With regard to its ability to drive a load as a headphone amplifier, this thing seemed to top out with around a 300 Ohm headphone, with something like say the Sennheiser 6XX. And, while I was able to drive the 6XX both in balanced and unbalanced operation, it sounded notably fuller when ran off of the balanced connection of the SA-1.
Given the SA-1’s form factor and utility, the likely comparison here is with the THX AAA 789, a device that as it turns out is about half the cost of the SA-1 and also, as it works out, about twice as powerful as the SiNGXeR, even if the SA-1 is constructed slightly better. In other words, the SA-1 has about as much power as the 789 does in single ended operation, and about half-as-much as the THX amp does in balanced operation. This was pretty consistent across headphones. For example, the Beyerdynamic DT880 SE 600 Ohm variant performed similarly in balanced operation on the SA-1 as it did when being driven unbalanced by the 789. Notably neither device pushed these cans particularly well, but the 789 did have more power behind it in balanced operation than the SiNGXer did.
In sonic comparison to the THX AAA 789, the SiNGXeR delivers slightly larger images within its sonic picture, with a fuller sound, a thicker and warmer tonality, and bolder, more forward character.

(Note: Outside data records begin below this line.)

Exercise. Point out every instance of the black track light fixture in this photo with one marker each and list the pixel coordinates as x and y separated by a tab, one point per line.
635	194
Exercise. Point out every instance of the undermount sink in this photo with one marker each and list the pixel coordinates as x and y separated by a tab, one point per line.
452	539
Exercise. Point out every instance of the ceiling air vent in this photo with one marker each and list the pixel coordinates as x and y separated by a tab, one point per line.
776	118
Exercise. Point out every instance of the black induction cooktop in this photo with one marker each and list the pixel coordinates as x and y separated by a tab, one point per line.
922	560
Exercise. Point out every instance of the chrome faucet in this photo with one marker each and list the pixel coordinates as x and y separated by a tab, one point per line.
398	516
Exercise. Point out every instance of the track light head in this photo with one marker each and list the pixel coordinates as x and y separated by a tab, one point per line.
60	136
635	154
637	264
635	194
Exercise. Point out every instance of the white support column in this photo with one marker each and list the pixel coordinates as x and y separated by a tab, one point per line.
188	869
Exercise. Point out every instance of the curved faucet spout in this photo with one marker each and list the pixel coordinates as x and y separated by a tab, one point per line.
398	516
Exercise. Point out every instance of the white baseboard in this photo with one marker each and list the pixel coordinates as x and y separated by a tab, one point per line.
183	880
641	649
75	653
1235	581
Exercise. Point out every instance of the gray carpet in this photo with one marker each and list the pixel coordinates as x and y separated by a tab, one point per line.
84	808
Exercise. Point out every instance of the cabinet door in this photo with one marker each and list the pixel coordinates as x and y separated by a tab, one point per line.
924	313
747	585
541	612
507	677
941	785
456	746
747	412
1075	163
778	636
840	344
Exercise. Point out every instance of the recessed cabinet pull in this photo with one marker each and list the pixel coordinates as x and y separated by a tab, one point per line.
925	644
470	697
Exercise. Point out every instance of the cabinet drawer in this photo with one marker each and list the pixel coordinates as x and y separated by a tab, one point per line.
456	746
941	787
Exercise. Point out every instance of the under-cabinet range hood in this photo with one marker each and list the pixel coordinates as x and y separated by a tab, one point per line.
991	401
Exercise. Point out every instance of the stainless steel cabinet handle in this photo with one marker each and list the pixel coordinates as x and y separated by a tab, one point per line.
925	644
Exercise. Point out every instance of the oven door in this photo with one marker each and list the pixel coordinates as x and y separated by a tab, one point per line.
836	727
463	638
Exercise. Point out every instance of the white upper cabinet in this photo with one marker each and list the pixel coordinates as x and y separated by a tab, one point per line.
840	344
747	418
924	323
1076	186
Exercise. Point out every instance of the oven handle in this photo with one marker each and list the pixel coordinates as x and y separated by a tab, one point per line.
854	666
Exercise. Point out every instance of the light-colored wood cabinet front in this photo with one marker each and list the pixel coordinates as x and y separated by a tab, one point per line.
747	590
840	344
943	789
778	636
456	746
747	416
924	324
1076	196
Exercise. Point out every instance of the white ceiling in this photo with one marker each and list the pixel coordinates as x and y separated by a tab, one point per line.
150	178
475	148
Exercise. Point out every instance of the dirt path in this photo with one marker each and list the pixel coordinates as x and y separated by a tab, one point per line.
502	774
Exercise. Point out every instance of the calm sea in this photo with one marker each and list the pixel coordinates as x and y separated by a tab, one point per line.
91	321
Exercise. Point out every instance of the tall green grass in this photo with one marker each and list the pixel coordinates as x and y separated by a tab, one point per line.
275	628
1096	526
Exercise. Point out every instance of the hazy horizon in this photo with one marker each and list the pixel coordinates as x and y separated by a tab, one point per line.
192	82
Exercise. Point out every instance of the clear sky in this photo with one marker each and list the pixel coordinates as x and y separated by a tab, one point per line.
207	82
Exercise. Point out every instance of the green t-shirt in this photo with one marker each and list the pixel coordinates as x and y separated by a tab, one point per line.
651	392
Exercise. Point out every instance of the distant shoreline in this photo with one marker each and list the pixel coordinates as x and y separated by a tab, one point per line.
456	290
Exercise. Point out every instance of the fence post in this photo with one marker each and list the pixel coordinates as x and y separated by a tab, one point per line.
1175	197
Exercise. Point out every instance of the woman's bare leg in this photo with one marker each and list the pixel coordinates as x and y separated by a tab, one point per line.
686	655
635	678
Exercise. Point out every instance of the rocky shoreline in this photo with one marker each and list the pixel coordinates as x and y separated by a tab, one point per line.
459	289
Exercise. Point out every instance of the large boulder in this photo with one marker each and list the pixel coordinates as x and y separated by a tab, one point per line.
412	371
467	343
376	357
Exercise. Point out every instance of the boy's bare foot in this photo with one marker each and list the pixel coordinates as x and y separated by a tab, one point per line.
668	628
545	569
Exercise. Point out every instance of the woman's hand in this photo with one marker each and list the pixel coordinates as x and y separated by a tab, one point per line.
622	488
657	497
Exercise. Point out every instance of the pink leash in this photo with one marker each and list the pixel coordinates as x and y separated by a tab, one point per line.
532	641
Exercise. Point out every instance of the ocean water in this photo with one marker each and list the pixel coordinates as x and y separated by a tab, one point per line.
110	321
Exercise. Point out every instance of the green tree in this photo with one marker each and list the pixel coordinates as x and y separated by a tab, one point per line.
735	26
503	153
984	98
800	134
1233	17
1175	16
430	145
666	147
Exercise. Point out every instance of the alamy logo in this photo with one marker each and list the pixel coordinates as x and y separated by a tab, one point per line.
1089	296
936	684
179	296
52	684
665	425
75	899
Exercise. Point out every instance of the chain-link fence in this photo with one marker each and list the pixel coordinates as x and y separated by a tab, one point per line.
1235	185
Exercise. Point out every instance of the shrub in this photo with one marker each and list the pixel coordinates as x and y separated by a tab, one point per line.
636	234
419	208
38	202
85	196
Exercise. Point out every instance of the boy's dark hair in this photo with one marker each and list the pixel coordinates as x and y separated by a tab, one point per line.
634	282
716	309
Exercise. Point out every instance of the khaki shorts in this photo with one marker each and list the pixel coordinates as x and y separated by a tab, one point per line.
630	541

Individual notes sound more “deadened” or “flattened-out.” They have less of a leading edge, but also a hazier quality to them. The staging is slightly smaller in comparison, as well, but separation is more apparent. Having said that, in the end, these devices are more similar than they are different, and it will likely come down to personal preference, which one prefers, rather than one being objectively better than the other. Still, the SA-1 was less hit or miss regarding its ability to synergize with my particular headphone collection, and paired better across a variety of devices. For example, the Aeon Open X sounded just “so,so,” or underdriven, on the 789, yet became gloriously alive on the SiNGXeR. And with IEMs, the SA-1 provided a more transparent, blacker background with less interference in comparison to the 789, even when the SA-1 was permanently set operate in high gain.
Ultimately, as one picks their favorite reference amplification flavor between the two, it will be up to that specific buyer to justify the price difference between the SA-1 and the 789; as I’ve already said, these devices are more similar than they are different. Yet, to the right person, with the right head-fi stable of gear, the SA-1 might be just what the doctor ordered to complement their setup. So even though I’m sticking with my 789 given the $320 dollar price difference between the two, I might end up choosing the SA-1 for myself if price were no object. And with that, I’m out for now.